The serpent appears here at the beginning, but is not identified with Satan until the last book of the Bible. He pops up without explanation or precedent, but is clearly a supernatural presence. He comes to humanity here as a pretend friend who wants only our happiness. That is how evil entices us, posing as a good, a benefit, and we seem forever gullible, repeatedly falling for the same tricks.
To win our trust, temptation must first poke holes in our faith in God’s goodness. When his path is hard or painful or frightening or disappointing, we start to doubt his intentions, considering every side trail we pass to see if it looks better. We lose sight of the final good and focus more on our present suffering or shortage till it grows in our minds. The whole garden is a “yes!” but that one small “no” swallows up every other good in our mind until we only see a forest of denial. The one thing we cannot have is the only thing that will now make us happy. Or so it seems.
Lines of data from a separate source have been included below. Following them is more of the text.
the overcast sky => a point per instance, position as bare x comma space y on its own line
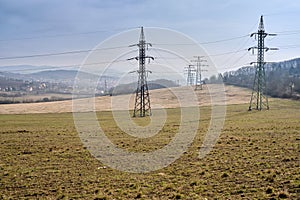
30, 27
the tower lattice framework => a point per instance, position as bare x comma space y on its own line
142, 106
259, 99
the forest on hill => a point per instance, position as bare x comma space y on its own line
283, 78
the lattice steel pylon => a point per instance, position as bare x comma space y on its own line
199, 70
142, 105
190, 75
259, 99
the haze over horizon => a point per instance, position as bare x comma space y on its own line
220, 27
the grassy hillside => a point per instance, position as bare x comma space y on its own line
256, 157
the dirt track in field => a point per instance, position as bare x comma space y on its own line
165, 98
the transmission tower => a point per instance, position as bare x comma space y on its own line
142, 106
259, 100
199, 70
190, 74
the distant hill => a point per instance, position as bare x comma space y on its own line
131, 87
283, 78
55, 76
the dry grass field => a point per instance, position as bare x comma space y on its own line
256, 157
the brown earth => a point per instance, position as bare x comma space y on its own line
159, 98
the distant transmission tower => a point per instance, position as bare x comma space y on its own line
199, 70
259, 100
190, 74
142, 106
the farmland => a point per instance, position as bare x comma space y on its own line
256, 157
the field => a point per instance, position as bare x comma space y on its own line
256, 157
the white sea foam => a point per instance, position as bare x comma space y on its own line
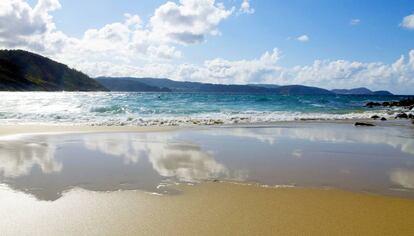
135, 109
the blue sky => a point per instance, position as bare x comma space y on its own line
377, 35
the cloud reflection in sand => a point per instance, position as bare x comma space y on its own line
18, 158
184, 161
331, 133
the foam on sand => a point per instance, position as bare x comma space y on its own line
208, 209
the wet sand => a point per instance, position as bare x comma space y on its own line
208, 209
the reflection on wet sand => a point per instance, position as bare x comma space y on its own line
103, 162
17, 158
403, 177
396, 137
184, 161
377, 160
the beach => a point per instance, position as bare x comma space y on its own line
324, 178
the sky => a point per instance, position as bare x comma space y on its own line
329, 44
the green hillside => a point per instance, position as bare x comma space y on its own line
25, 71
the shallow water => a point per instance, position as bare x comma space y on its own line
372, 159
127, 108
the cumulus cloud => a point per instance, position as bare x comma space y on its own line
135, 48
354, 21
303, 38
245, 8
408, 22
186, 22
24, 26
397, 76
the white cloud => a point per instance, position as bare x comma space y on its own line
397, 76
188, 22
24, 26
136, 48
245, 8
354, 21
303, 38
408, 22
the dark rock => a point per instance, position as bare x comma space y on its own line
401, 116
363, 124
375, 117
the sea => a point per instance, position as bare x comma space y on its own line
181, 109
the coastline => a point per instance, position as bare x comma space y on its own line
29, 128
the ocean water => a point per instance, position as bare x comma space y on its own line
144, 109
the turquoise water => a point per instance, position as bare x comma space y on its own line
115, 108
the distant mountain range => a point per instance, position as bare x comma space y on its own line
167, 85
361, 91
25, 71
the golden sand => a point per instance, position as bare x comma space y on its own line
208, 209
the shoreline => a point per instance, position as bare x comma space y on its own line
30, 128
210, 207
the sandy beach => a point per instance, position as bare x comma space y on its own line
197, 186
208, 209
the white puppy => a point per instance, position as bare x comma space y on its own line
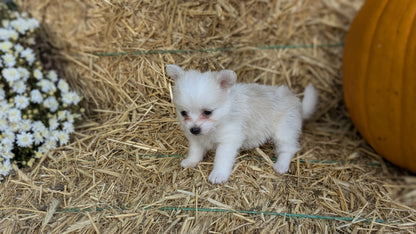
216, 113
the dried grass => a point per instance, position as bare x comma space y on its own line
108, 180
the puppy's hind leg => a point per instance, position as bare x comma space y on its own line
195, 154
286, 140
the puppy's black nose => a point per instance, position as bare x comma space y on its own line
195, 130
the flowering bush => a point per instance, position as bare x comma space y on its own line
37, 109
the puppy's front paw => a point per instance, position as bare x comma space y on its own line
281, 168
188, 162
218, 177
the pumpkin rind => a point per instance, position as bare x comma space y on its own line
379, 78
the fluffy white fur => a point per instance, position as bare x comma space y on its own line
216, 113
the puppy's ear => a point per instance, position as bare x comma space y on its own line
226, 78
174, 71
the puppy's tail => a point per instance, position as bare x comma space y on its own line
309, 102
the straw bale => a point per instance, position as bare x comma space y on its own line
122, 173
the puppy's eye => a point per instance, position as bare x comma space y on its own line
184, 114
207, 113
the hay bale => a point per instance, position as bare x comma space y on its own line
122, 172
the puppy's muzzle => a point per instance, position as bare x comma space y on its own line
195, 130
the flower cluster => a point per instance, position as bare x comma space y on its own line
37, 109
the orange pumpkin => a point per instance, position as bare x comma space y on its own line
379, 78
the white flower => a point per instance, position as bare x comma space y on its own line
14, 115
21, 102
37, 74
2, 94
9, 134
39, 154
24, 139
24, 73
53, 123
21, 25
7, 155
38, 126
36, 96
70, 118
52, 75
11, 74
19, 87
5, 46
7, 144
3, 124
28, 55
62, 114
8, 60
51, 103
18, 48
25, 125
63, 86
46, 86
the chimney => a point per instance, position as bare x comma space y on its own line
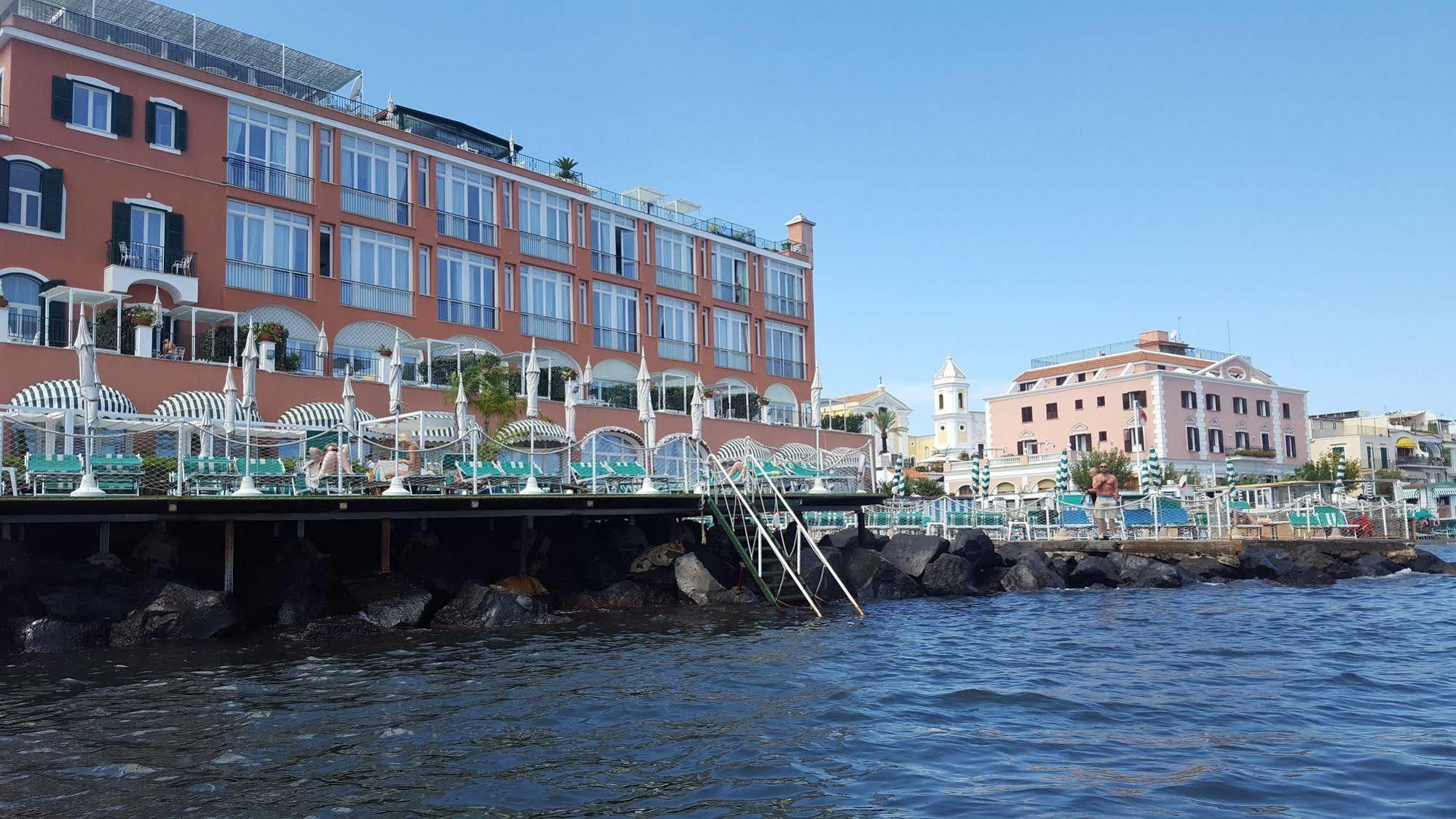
801, 231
Unlike this first test, some temptations to doubt God’s love are intense and prolonged and truly overshadow our life’s experience–the death of a child, chronic depression, chemotherapy, abuse—and none of us can measure the suffering of another. Sometimes the best we can do is hold on to hope by our fingertips, knowing that to lose trust in God is to sink into a far deeper pit, for without his love there is no remedy.
On what can we build such hope since we do not have an Eden of pleasure as proof of his love for us? We have something far greater—the suffering of God himself on our behalf in his Son. He did not simply give us gifts, but gave us himself. “No greater love has anyone than this, that he lay down his life for his friends.” Except there is a greater love still when he lays down his life for rebels. This is the unshakeable proof on which we cling to hope through the greatest storms. There is a God who loves us, who will go to any length to bring us through to his place of rest and joy.